Люблю перрон. Люблю вокзал. Они не засыпаны осколками моих иллюзий. Я проношу над ними в состоянии эйфории всех своих смертничков (розовых, голубых и всегда нежных) дальше. Кладбище за чертой вокзала. Там:
где шкатулка города щедро раскрывается, переливаясь огнями;
где в общаге архитектурного, под вывеской «Жанна, я люблю тебя. Вовка» действительно живёт Жанночка и ждёт Славу;
где Влад, уперев палец мне в плечо, говорит о женщинах-иудах;
где Любка, беременная от Графа, выходит замуж за другого, убегая от любви;
где Бельковы до свадьбы спешат сдать петрографию;
где Сергей Ефграфович ушёл на Приполярный;
а подарок Валеры – значок спасотряда – теряет теплоту.
1–2 апреля 1990. Копейск.
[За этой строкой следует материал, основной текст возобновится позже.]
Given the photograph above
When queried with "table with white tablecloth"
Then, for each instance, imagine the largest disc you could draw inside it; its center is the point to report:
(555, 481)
Что такое женщина?
…
Ничего не изменилось в этом городке! Так же, пройдя из одного конца проспекта в другой, плавится в сковороде заката оранжевое солнце, перегородив шоссе на стыке с горизонтом. Так же в оранжевый дым уходят люди и въезжают машины, становясь чёрными точками в преддверии небытия.
А вечером я шатаюсь по акварелям своего детства. Асфальт вторит мне серебряным позвякиванием. Я остерегаюсь резких движений, боясь разбить эти прозрачные сумерки, сломать невзначай кованые ветки. Апрель – фарфор, серебро, акварели.
Встречаюсь со старыми приятелями, точно листаю старый фотоальбом. Мной движет чувство ленивой сентиментальности. Ничего более. Живой жизни тут нет. Да и во мне ищут отблески минувшего. Но и их нет. Увы, увы.
Что же есть? Знакомые светильники городских огней да въевшийся в память шум ночного шоссе за окном. Светофоры, что с наступлением сумерек до утра мигают только одним, жёлтым, глазом, обещая чудо, которого не произойдёт. «Раз-два-три, раз-два-три».
Женщина…
– Женщина не несёт прогресса, – это, естественно, Измоденов.
Мы едим дрянное мороженое и пьём дрянной кофе в дрянном месте. Его познания о женщинах всё пополняются, выводы всё совершенствуются и тоже эмпирическим путём:
– Почему вы все такие глупые? Даже лучшие экземпляры…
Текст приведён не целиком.